Arda hemen odadan çıkıp doktoru bulmaya gitti 5 dakika sonra geldiğinde.
"Gidebiliriz.Hadi kalk."
Bir hışımla kalkıp koşar adım Ardanın yanina gidip koluna girdim hemen 132 yazan kapının önüne geldik.Kapıyı açıp içeri girdik.Allahım bu çocuğa ne olmuş böyle bu kadar nasıl dövülür bi çocuk göz altları mosmor,kolları,dudağı patlamış kafası sargılı.Azra çocuk senin yüzünden ne hallere geldi diyip içimden kendime küfürler yagdirdim.Hemen yanına gidip elini tuttum.
"Çağrı yeter artık bu kadar susmanı sevmedim.Bi hareket yap ve mutlu olayım."dedim sulu gözlerim ve titrek sesimle, sanki bunu bekliyormuşcasına elimi hafifçe sıktı.

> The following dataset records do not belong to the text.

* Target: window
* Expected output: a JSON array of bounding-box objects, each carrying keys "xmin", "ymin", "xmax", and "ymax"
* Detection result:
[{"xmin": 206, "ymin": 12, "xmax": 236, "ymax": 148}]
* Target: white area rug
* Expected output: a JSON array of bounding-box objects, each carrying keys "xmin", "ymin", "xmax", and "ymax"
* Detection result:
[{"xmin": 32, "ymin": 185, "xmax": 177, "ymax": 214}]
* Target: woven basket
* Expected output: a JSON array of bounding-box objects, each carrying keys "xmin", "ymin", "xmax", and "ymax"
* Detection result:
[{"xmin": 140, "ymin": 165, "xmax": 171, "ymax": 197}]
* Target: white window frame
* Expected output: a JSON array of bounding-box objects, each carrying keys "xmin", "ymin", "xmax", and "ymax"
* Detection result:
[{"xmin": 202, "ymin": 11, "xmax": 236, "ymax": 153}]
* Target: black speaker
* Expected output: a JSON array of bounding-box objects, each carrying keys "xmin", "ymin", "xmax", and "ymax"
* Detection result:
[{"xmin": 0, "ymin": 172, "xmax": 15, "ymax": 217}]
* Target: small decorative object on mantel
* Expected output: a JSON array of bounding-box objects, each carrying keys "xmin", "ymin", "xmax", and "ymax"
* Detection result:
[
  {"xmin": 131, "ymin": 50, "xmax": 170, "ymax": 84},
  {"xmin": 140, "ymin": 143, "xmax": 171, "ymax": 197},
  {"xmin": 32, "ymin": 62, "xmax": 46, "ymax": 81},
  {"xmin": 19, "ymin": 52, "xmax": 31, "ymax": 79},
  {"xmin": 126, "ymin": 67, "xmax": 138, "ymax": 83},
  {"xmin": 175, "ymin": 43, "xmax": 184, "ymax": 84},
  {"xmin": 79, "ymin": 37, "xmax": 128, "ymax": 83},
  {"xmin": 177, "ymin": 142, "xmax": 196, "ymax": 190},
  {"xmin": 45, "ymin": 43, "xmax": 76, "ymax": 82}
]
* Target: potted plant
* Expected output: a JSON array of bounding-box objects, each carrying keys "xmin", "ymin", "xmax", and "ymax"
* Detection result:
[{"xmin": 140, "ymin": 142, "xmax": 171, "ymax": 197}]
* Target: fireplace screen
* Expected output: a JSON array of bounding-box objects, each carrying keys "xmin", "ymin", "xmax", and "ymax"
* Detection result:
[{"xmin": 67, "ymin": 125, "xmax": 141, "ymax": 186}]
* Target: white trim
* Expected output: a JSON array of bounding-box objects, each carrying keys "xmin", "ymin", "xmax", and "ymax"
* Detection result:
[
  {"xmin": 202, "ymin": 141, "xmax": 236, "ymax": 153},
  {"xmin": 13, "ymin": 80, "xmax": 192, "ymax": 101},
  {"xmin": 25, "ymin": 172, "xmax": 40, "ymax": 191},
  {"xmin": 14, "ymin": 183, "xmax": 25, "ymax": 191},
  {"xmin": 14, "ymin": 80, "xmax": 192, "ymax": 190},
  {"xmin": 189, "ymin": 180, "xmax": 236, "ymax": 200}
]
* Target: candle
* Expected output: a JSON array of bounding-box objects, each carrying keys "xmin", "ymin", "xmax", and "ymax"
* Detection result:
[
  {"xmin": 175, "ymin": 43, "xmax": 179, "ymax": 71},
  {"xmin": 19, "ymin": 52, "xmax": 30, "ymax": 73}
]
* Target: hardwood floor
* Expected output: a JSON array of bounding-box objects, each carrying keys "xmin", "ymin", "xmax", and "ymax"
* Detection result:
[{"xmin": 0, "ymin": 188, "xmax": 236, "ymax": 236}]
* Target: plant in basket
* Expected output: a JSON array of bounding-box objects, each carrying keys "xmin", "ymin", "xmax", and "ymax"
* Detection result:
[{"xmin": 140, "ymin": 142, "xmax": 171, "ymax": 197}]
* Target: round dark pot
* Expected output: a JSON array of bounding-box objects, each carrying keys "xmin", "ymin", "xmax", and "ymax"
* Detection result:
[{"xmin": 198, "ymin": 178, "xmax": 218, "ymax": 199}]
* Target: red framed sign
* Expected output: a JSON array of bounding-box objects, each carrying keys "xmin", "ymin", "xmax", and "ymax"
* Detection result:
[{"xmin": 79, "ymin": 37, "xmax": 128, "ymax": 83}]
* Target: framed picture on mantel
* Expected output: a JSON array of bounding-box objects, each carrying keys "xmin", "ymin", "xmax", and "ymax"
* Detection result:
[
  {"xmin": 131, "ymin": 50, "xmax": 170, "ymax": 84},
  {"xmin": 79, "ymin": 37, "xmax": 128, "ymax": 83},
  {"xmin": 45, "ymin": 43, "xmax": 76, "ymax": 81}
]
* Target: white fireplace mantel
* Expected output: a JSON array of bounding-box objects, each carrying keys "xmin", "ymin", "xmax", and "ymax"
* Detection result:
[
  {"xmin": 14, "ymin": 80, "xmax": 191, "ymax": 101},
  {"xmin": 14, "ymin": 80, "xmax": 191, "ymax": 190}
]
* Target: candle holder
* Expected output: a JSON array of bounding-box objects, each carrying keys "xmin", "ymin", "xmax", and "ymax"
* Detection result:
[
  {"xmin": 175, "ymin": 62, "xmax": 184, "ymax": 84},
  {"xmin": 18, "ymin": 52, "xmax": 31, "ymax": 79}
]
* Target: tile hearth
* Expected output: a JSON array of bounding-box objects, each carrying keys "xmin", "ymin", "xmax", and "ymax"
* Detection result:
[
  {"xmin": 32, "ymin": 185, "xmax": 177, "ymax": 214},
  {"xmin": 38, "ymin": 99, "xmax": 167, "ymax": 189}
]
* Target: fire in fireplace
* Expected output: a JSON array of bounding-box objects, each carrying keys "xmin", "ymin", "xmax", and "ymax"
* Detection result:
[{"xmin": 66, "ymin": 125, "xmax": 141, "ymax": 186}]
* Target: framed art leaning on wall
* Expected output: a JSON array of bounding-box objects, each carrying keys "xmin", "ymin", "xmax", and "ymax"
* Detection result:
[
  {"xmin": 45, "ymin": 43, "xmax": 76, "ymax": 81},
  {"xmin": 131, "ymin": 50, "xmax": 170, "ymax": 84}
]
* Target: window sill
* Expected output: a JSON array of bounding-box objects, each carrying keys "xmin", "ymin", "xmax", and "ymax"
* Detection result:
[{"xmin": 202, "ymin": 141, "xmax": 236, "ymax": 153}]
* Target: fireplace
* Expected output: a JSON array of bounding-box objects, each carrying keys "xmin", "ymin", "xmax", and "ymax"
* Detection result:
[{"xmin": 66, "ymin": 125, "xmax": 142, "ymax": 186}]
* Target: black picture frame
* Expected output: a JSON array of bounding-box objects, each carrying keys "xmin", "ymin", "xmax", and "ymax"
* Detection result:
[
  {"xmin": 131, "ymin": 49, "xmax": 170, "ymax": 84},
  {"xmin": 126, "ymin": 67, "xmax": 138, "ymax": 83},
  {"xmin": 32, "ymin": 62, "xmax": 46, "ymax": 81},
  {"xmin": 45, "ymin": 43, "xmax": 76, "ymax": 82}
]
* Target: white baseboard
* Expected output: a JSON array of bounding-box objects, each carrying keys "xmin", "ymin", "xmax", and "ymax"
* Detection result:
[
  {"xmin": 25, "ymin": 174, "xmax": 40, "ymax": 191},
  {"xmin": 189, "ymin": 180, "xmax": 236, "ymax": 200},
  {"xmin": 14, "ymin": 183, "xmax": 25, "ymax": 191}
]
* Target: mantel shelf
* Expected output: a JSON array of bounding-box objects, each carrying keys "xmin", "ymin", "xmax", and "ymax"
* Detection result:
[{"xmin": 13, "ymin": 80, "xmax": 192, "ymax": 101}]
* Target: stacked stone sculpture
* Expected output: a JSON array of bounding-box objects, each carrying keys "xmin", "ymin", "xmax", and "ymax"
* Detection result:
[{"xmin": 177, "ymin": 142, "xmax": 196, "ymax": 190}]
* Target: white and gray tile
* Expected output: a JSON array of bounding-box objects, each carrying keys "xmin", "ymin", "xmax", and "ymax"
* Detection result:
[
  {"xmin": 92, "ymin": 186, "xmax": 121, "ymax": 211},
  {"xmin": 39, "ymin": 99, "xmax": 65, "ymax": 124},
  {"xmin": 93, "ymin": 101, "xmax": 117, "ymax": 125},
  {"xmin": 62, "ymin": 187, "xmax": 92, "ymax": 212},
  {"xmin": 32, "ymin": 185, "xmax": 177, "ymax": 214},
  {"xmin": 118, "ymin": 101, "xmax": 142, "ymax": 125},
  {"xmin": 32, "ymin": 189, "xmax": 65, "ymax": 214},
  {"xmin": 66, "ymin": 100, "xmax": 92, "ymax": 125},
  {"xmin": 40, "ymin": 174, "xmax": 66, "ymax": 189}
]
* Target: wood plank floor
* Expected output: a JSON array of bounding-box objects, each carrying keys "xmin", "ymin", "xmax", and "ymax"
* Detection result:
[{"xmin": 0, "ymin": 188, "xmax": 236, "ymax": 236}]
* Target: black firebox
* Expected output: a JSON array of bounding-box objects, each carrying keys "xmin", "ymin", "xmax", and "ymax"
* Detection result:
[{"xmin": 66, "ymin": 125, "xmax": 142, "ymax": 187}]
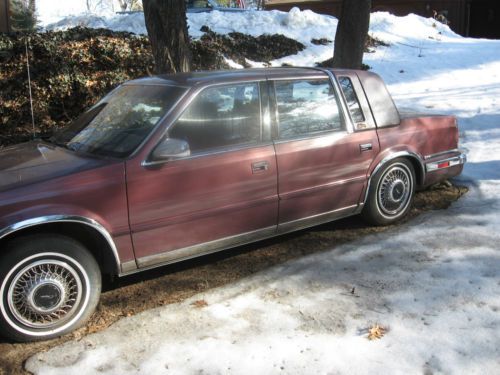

"Arda elimi sıktı,Ardaaa gördün mü?"
"Sana uyanacak demiştim Azram"
Yavaşça açılan bal rengi gözleri.Baygın bakıyordu gözlerindeki beyazliga kan gelmişti.Ohh dedim sesli bir şekilde Allaha şükürlerimi ilettim.Hafifçe dudakları yukarı kıvrıldı.Hoşuna gitmişti belli ki bu hareketim.
Daha çok elimi sıktı."Azra"dedi yorgun ve bitkin sesiyle.
"Efendiiim,çağrım efendiiiim."
"Azram"
"Söyle bitanem benim."
"Sanırım bu hissettiğim aşkın en yoğun hali."